- Artist: David Adickes
- Year: 1983
- Type: Sculpture
- Medium: Steel and concrete
- Dimensions: 11 m (36 ft)
- Weight: 25 tons
- Location: Houston, Texas, United States; 29°45′46.3″N 95°21′54.4″W﻿ / ﻿29.762861°N 95.365111°W;

= Virtuoso (sculpture) =

Sculpture in Houston, Texas, U.S.

Virtuoso is a 36-foot-tall, 25-ton outdoor concrete sculptural group by David Adickes. It was installed in 1983 on the outskirts of the Theater District in downtown Houston next to the Lyric Centre building. It was commissioned as a work that "paid homage to music, dance and performing arts".

==Description==
Viewed from the intersection of Prairie and Smith Streets, the sculpture is a gigantic cello being played by a virtuoso who is invisible except for his head and hands. Behind the sculpture adjacent to the Lyric Centre, a life-sized trio of abstract musicians including a violinist, bass, and flute player accompany the giant cellist. The work is equipped with an integrated sound system that plays classical music for passing pedestrians.

==History==
Virtuoso, the artist's favorite work, was his first large-scale sculpture to garner major public exposure. It initially was controversial with critics and many residents panning the sculpture; however, with time, it has been embraced as an iconic landmark.

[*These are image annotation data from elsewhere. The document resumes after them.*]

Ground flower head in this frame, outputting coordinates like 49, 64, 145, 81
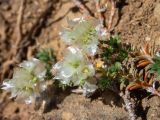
53, 47, 95, 86
2, 58, 46, 103
60, 19, 98, 55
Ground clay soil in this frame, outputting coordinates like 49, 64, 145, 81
0, 0, 160, 120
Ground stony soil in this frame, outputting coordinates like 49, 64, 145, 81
0, 0, 160, 120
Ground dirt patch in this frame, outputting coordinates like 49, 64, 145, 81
0, 0, 160, 120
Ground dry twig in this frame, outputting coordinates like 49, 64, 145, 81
120, 90, 137, 120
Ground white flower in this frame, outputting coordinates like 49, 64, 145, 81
53, 47, 95, 86
60, 19, 98, 55
2, 58, 46, 103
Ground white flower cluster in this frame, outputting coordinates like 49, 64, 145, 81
53, 18, 99, 95
2, 58, 46, 104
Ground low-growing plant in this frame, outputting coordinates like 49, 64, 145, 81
2, 14, 160, 116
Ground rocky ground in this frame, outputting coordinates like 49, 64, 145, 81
0, 0, 160, 120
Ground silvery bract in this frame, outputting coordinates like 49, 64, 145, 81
60, 19, 99, 55
53, 47, 95, 86
2, 58, 46, 103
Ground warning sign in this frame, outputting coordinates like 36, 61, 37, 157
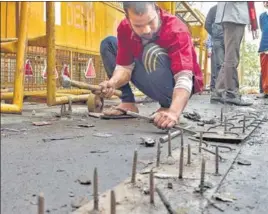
85, 58, 96, 79
61, 64, 70, 78
24, 59, 33, 77
41, 66, 59, 79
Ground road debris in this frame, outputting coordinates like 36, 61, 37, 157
71, 196, 89, 209
149, 170, 154, 204
90, 150, 109, 154
237, 159, 251, 166
141, 137, 156, 147
155, 187, 176, 214
168, 182, 173, 189
42, 135, 84, 143
93, 133, 113, 138
77, 124, 95, 128
213, 193, 236, 202
154, 173, 178, 179
183, 111, 201, 121
32, 121, 52, 126
77, 175, 91, 185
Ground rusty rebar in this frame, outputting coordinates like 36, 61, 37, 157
200, 158, 206, 195
150, 169, 154, 204
131, 150, 138, 184
111, 190, 116, 214
224, 116, 227, 134
179, 130, 184, 179
155, 187, 176, 214
215, 146, 219, 175
199, 132, 203, 153
243, 115, 246, 134
156, 142, 161, 167
38, 192, 45, 214
93, 168, 99, 210
168, 130, 172, 157
187, 144, 191, 165
221, 108, 223, 124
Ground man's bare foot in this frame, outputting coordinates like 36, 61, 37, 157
103, 103, 139, 116
155, 107, 168, 113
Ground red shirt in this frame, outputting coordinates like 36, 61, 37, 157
116, 9, 203, 91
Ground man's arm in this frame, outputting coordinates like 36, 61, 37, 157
109, 63, 135, 89
170, 70, 193, 118
205, 6, 216, 35
154, 32, 194, 129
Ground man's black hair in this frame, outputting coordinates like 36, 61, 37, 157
123, 1, 156, 15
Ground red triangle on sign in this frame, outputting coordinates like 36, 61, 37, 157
41, 66, 59, 79
24, 59, 33, 77
61, 64, 70, 78
85, 58, 96, 79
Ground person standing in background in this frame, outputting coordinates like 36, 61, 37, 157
210, 2, 258, 106
205, 5, 224, 92
258, 2, 268, 98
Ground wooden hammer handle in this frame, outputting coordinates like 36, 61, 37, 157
70, 80, 122, 97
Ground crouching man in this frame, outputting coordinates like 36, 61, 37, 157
95, 2, 203, 129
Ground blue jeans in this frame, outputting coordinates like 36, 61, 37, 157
100, 36, 175, 108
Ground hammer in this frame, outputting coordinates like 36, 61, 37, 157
60, 75, 122, 97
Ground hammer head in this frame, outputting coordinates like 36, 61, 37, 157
60, 74, 72, 88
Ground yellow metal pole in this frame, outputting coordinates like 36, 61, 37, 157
1, 2, 29, 113
46, 2, 56, 106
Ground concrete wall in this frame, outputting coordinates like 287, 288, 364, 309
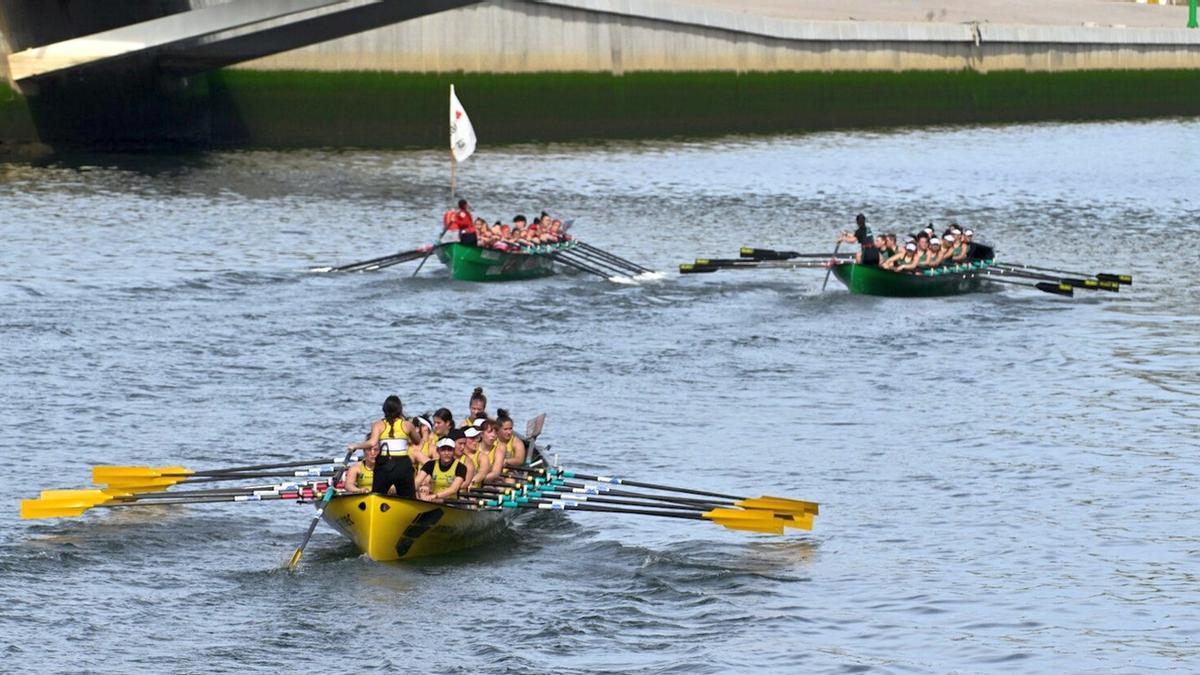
193, 0, 1200, 74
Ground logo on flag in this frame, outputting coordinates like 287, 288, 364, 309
450, 84, 475, 162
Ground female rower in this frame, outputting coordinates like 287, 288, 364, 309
496, 408, 526, 466
416, 438, 467, 502
448, 429, 475, 485
343, 447, 379, 495
479, 419, 505, 482
460, 387, 487, 426
408, 414, 438, 468
462, 426, 492, 488
917, 234, 942, 268
892, 241, 917, 271
346, 394, 415, 498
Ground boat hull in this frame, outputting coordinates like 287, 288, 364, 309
438, 243, 554, 281
833, 263, 988, 298
322, 494, 514, 561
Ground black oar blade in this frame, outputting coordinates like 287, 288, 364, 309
1033, 281, 1075, 298
1096, 273, 1133, 286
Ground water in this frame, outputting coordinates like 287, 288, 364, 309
0, 120, 1200, 673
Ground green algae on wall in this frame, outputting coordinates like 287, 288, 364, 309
0, 82, 37, 144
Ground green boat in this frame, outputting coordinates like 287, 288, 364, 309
438, 243, 554, 281
833, 261, 990, 298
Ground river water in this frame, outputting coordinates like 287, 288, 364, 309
0, 119, 1200, 673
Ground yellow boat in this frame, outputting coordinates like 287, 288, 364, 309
322, 494, 516, 561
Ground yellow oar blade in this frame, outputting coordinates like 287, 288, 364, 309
776, 513, 812, 530
91, 466, 193, 485
737, 497, 821, 515
702, 508, 784, 534
38, 490, 116, 506
20, 500, 95, 520
97, 477, 186, 492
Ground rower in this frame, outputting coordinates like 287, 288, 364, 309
920, 234, 942, 268
342, 446, 379, 495
443, 199, 479, 246
496, 408, 526, 466
462, 426, 492, 488
408, 414, 438, 468
346, 394, 414, 498
448, 429, 475, 485
892, 241, 917, 271
460, 387, 487, 426
854, 234, 880, 267
479, 419, 505, 482
416, 438, 467, 502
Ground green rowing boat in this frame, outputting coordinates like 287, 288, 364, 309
833, 261, 989, 298
438, 243, 554, 281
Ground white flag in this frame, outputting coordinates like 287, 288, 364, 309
450, 84, 475, 162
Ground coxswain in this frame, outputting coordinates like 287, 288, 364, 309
854, 234, 880, 267
346, 395, 414, 497
416, 438, 467, 502
496, 408, 526, 466
888, 241, 917, 271
460, 387, 487, 426
343, 446, 379, 495
443, 199, 479, 246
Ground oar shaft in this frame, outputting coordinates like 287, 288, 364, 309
576, 240, 654, 273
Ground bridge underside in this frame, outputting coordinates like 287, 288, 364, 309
7, 0, 478, 147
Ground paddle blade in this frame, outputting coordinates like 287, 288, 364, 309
96, 478, 185, 494
20, 500, 92, 520
701, 508, 784, 534
91, 466, 193, 485
1033, 281, 1075, 298
736, 496, 821, 515
38, 490, 116, 506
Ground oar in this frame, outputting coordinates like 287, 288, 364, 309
91, 456, 337, 485
487, 479, 818, 530
38, 480, 328, 504
739, 246, 844, 261
989, 263, 1121, 293
96, 468, 334, 492
821, 239, 841, 293
575, 239, 655, 274
996, 263, 1133, 286
983, 273, 1075, 298
549, 251, 628, 279
506, 468, 820, 515
288, 449, 354, 572
554, 247, 631, 279
506, 500, 784, 534
313, 244, 433, 271
20, 478, 332, 519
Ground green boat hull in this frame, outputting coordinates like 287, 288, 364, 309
833, 263, 988, 298
437, 244, 554, 281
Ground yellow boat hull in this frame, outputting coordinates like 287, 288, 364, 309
323, 494, 512, 561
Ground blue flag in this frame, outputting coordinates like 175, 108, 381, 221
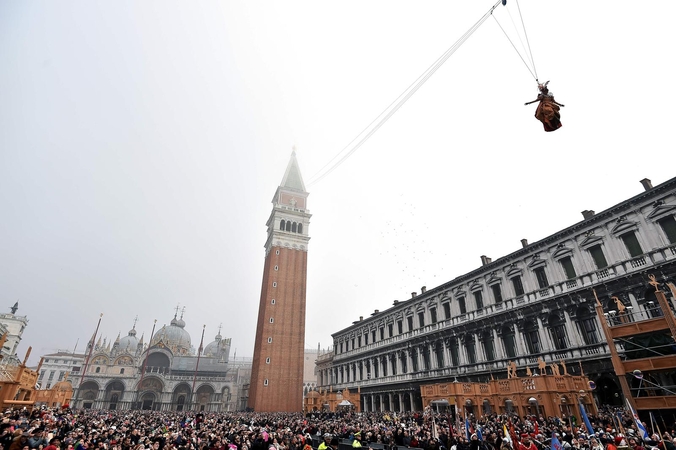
580, 402, 594, 435
552, 431, 563, 450
625, 398, 648, 440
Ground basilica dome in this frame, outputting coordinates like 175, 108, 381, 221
150, 316, 191, 355
118, 326, 139, 353
204, 331, 230, 362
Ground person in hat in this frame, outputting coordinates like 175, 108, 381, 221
45, 437, 61, 450
519, 433, 537, 450
317, 433, 332, 450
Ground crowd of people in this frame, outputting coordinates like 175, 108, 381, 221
0, 408, 676, 450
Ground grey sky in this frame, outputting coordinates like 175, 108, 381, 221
0, 0, 676, 366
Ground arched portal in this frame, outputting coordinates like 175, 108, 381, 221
171, 383, 190, 411
195, 384, 214, 411
594, 376, 624, 406
105, 381, 124, 409
80, 381, 99, 409
141, 392, 155, 410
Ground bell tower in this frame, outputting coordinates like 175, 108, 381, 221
248, 151, 311, 412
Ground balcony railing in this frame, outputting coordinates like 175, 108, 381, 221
322, 342, 608, 390
335, 245, 676, 360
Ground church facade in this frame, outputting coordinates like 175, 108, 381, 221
316, 178, 676, 412
249, 151, 311, 412
66, 315, 251, 411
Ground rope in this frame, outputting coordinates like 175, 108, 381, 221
493, 16, 538, 81
507, 4, 535, 68
308, 0, 502, 186
516, 0, 538, 81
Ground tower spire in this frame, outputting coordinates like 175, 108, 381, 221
250, 149, 311, 412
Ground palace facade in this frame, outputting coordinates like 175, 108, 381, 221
316, 178, 676, 411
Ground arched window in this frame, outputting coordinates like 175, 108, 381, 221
549, 313, 568, 350
481, 331, 495, 361
465, 334, 476, 364
502, 325, 516, 358
523, 320, 540, 355
575, 307, 600, 345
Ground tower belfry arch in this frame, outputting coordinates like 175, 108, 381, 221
248, 150, 311, 412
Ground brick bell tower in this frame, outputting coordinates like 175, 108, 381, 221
248, 151, 311, 412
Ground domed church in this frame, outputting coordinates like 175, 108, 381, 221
70, 311, 251, 411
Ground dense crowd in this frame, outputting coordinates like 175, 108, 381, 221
0, 409, 676, 450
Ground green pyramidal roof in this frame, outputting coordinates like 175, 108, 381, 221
280, 151, 306, 192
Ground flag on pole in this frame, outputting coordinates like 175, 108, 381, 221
552, 431, 563, 450
580, 402, 594, 435
502, 423, 514, 447
625, 398, 648, 440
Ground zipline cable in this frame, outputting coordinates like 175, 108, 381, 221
308, 0, 502, 186
508, 4, 535, 69
493, 16, 538, 81
516, 0, 538, 81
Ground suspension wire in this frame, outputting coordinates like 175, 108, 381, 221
507, 4, 535, 71
493, 16, 538, 81
308, 0, 502, 186
516, 0, 538, 81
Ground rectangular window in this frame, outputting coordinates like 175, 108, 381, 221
657, 216, 676, 244
620, 231, 643, 258
502, 333, 516, 358
580, 317, 599, 345
473, 291, 484, 309
484, 338, 495, 361
491, 283, 502, 303
525, 330, 540, 355
465, 340, 476, 364
512, 276, 524, 297
551, 325, 568, 350
559, 256, 577, 280
533, 267, 549, 289
451, 341, 460, 367
588, 244, 608, 269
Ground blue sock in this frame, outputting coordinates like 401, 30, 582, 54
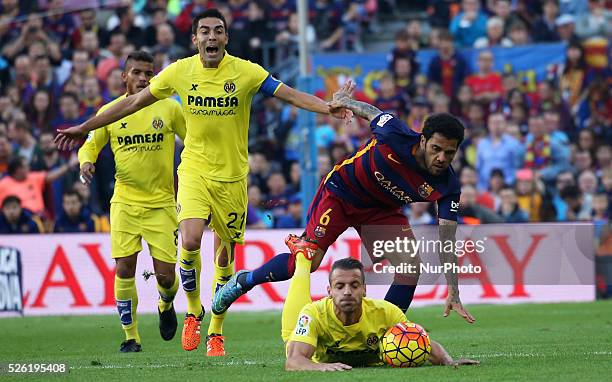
385, 283, 416, 313
238, 253, 293, 289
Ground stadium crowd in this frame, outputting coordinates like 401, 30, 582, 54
0, 0, 612, 248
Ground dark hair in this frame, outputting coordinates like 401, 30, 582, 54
123, 50, 153, 70
329, 257, 365, 284
6, 155, 25, 176
62, 188, 83, 203
2, 195, 21, 208
60, 92, 79, 104
423, 113, 464, 146
191, 8, 227, 34
559, 184, 581, 200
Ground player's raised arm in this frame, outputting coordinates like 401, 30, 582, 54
439, 218, 476, 324
274, 81, 352, 119
328, 81, 382, 122
285, 341, 352, 371
55, 87, 157, 150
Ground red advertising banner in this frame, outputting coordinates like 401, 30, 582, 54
0, 225, 595, 315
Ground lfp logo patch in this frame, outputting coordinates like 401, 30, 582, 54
295, 314, 312, 336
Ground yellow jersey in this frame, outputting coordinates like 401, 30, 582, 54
149, 52, 281, 182
289, 297, 406, 366
78, 96, 185, 208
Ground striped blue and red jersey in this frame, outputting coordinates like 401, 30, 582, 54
325, 113, 461, 221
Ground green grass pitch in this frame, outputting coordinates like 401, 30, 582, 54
0, 301, 612, 382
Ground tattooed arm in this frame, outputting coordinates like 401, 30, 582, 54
439, 219, 476, 324
328, 81, 382, 122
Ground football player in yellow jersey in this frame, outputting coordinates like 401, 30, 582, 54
56, 9, 350, 356
79, 51, 185, 353
283, 253, 479, 371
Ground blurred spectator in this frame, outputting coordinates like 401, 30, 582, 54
576, 0, 612, 39
476, 113, 524, 190
9, 119, 40, 163
393, 57, 417, 96
559, 42, 587, 109
427, 31, 469, 98
449, 0, 487, 47
474, 17, 512, 49
274, 195, 302, 228
80, 76, 104, 118
246, 185, 274, 228
0, 155, 79, 214
30, 132, 78, 216
0, 195, 45, 234
153, 23, 187, 61
110, 7, 145, 49
374, 72, 406, 118
51, 92, 85, 129
314, 0, 344, 50
22, 55, 60, 103
44, 0, 76, 50
249, 152, 271, 194
458, 185, 503, 224
596, 145, 612, 178
26, 89, 54, 135
555, 14, 578, 43
465, 50, 504, 103
525, 115, 570, 182
576, 81, 612, 132
508, 20, 529, 46
406, 96, 431, 133
560, 185, 591, 222
387, 29, 416, 71
551, 170, 576, 222
516, 168, 543, 222
407, 202, 435, 226
1, 15, 62, 63
0, 133, 13, 175
531, 0, 559, 42
459, 165, 495, 210
499, 186, 529, 223
53, 190, 97, 233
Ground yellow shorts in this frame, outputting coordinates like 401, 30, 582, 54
176, 167, 248, 244
110, 203, 178, 264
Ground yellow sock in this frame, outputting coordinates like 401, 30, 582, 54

In 2005, the president of the Lyric Centre's property management group ordered the giant cellist's mustache to be painted black without consulting the artist. After Adickes and others in the arts community said it overstepped its bounds in altering the artwork, the property management company provided a bucket truck and paint so that the artist could repaint the mustache white.

In 2017 using laser scanner data and nondestructive testing, the engineering firm Walter P Moore determined that the sculpture weighed 25 tons.